More useful to the average user is the ability to save a GenBank formatted summary file (produced using the functions developed for stitchr), which can then be viewed with a standard DNA browsing tool like SnapGene Viewer or ApE. See the following examples which use the --genbank_mode / -gm flag to specify different ways to generate a GenBank file (which also uses the --tcr_name / -n flag to provide output file names):

autoDCR cli $tcr -om json -n my-cool-tcr
autoDCR cli $tcr -om gb -n my-cool-tcr-inf -gm inferred
autoDCR cli $tcr -om gb -n my-cool-tcr-tags -gm tags

Then compare the output of the GenBank files produced in the image below, screenshot from SnapGene Viewer.

  • The first option uses the default ‘read’ output mode, which just annotates the read as provided with the detected regions.

  • The second ‘inferred’ option instead annotated the ‘full inferred’ TCR produced by autoDCR during its analysis (which is more useful in shorter read TCR sequences).

  • The final option shows the results of ‘tags’, in which the individual location of matched tags are recorded, alongside the full regions. This can be particularly useful for investigating strange TCR reads (and is used a lot when developing novel autoDCR functions).

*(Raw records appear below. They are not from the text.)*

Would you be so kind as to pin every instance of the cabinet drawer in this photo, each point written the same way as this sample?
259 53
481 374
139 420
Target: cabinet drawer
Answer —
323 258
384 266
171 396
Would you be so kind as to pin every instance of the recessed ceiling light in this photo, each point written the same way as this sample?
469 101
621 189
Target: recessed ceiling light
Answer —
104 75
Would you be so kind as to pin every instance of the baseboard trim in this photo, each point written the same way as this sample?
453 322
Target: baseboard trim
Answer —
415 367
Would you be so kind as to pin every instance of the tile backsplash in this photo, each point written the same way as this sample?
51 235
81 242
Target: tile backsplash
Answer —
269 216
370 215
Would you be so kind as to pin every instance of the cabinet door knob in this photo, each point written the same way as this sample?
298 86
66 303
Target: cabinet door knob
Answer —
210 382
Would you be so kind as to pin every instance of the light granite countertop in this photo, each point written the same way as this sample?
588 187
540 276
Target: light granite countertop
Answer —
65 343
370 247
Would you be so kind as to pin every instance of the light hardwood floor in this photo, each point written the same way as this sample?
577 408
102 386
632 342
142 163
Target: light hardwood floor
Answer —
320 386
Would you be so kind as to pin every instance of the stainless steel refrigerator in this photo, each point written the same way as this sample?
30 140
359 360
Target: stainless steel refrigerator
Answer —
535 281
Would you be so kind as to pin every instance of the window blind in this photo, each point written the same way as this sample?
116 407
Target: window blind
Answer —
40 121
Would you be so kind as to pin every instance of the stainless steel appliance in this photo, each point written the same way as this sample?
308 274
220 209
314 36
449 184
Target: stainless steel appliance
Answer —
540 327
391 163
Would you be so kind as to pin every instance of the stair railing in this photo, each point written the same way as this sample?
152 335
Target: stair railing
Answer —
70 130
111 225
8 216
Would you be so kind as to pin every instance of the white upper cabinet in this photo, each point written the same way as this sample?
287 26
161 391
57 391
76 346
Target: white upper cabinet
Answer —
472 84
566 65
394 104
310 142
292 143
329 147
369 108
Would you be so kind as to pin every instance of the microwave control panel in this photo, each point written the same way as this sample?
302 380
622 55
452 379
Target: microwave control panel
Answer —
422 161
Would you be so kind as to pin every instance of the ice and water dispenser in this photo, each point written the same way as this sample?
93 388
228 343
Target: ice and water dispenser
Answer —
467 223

Three snapshots of SnapGene Viewer views of different sequence files produced using the autoDCR cli GenBank output mode. Top-to-bottom: default 'read' mode, 'inferred' mode, and 'tags' mode.

Things to note

  • When analysing a single TCR, and using an output mode that produces a file, providing a name via the --tcr_name / -n flag is not required. However if you don’t use it autoDCR will automatically generate a file name based on the rearrangement detected. E.g. the products of the example TCR read above would be titled autoDCR-TCR_TRBV6-5-01|V_TRBJ2-7-01|J_CASRLDREYEQYF.[suffix]

  • Given their length (and frequently being sequenced at the start of an Illumina read 2, with correspondingly lower read quality) leader regions are often not able to be unambiguously determined. Similarly many molecular protocols reverse transcribe and/or amplify from the 5’ end of the constant region, and thus almost none of the allele-distinguishing polymorphisms are sequenced. Such regions will therefore (where possible) be reported at the gene level, or just as ‘leader’ in output GenBank files. However if an unexpected leader is detected (i.e. not the sequence associated with that V-REGION) it will be labelled in full.